张承宗的號舍里。
他看著题目里“宗族强横,政令不通”那八个字,揉了揉鼻子。
“这题在我们当时处理赵家村的困局时,先生给我们讲过。”
张承宗在心里琢磨著陈文教过的那些关於乡野的道理。
“朝廷的官老爷们总觉得老百姓不听政令,是因为他们刁蛮,是因为族长霸道,所以要派兵去抓,去罚。
可他们从来没想过,在咱们乡下到底是个什么活法?”
张承宗的思绪回到了他从小长大的那个村子。
“咱们乡下祖祖辈辈都住在一个村里,谁家生了娃,谁家死了牛,大家都知道。
这叫熟人社会。

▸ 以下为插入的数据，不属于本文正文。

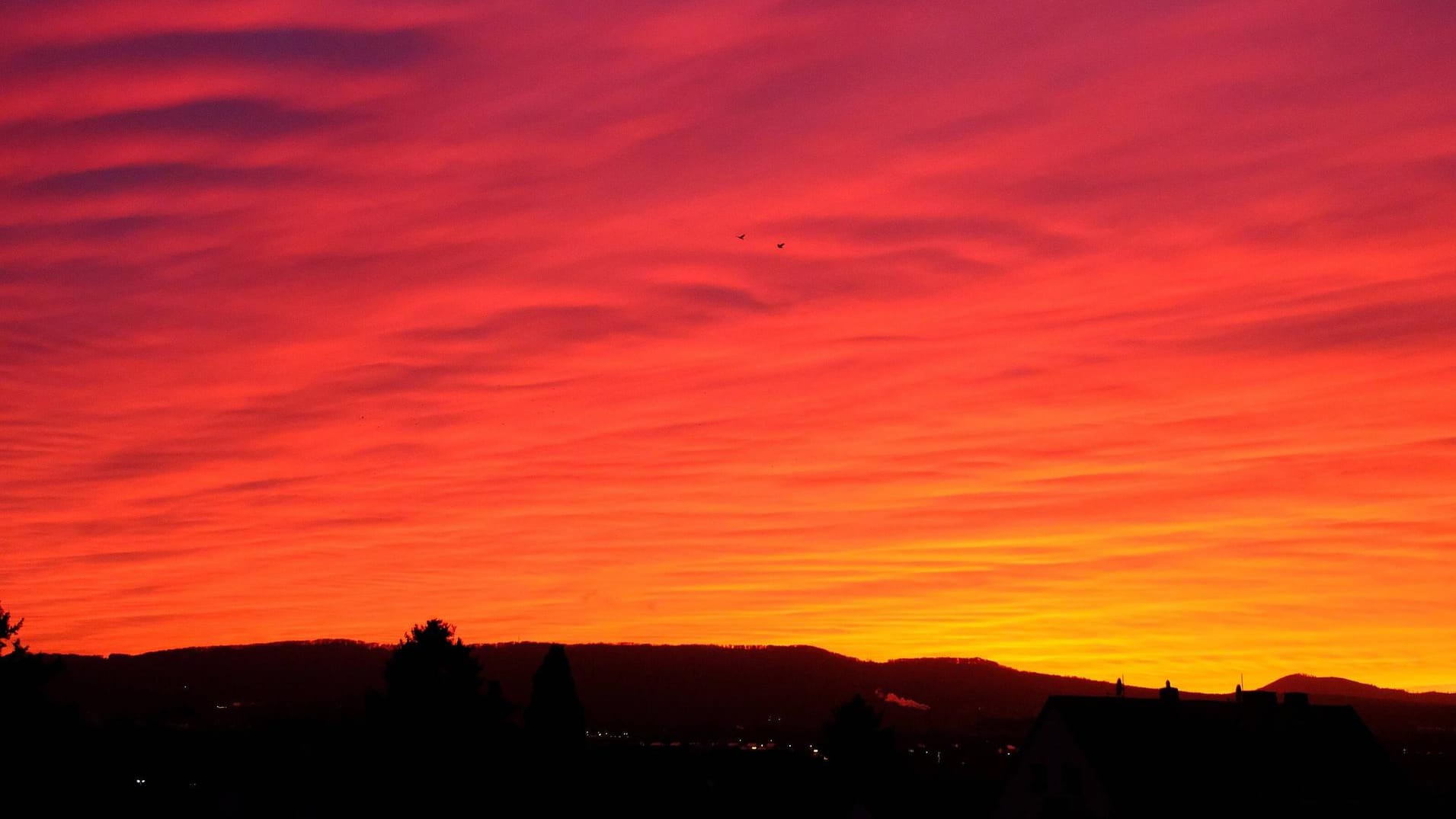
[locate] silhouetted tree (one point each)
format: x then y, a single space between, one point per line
433 680
555 721
858 748
9 642
24 677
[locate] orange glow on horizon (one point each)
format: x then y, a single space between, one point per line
1099 344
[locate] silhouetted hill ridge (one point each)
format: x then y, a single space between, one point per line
690 691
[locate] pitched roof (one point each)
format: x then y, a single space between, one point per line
1165 753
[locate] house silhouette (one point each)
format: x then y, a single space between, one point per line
1246 755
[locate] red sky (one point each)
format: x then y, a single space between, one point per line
1115 339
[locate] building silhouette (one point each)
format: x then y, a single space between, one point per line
1248 755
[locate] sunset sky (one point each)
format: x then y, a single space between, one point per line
1109 338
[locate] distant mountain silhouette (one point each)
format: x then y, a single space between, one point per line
669 693
1341 689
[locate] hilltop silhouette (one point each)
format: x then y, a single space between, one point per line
1341 689
673 691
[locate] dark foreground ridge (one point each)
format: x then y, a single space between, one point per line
340 728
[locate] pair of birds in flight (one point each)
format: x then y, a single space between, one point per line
741 235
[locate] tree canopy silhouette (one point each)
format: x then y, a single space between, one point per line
855 741
433 678
555 719
9 642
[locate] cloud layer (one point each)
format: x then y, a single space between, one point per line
1112 342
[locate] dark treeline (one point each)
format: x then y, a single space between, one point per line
440 737
434 726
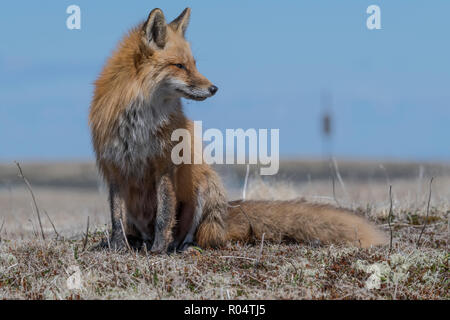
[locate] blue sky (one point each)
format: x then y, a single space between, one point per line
270 59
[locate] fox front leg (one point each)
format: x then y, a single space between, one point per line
117 207
165 215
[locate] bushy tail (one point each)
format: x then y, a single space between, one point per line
299 221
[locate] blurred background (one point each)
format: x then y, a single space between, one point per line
389 88
375 100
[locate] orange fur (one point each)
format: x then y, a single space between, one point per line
134 111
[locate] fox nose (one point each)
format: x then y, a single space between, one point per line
213 90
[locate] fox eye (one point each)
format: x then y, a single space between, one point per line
180 66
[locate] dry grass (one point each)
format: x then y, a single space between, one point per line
31 268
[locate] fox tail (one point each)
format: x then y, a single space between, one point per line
299 221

”
“在这个熟人的圈子里,县太爷是外人,是大官,离咱们太远。
可族长是咱们的三叔公,是长辈。
如果县太爷的规矩,和三叔公的规矩打架了,老百姓听谁的?
肯定听三叔公的啊!
因为县太爷明天就走了,可三叔公天天都在,你要是不听,以后在村里还怎么混?”
张承宗越想越透彻。
宗族强横的根源,不在於他们想造反,而在於皇权这种冷冰冰的外部力量,无法適应乡村那种讲究血缘和人情的內部网络。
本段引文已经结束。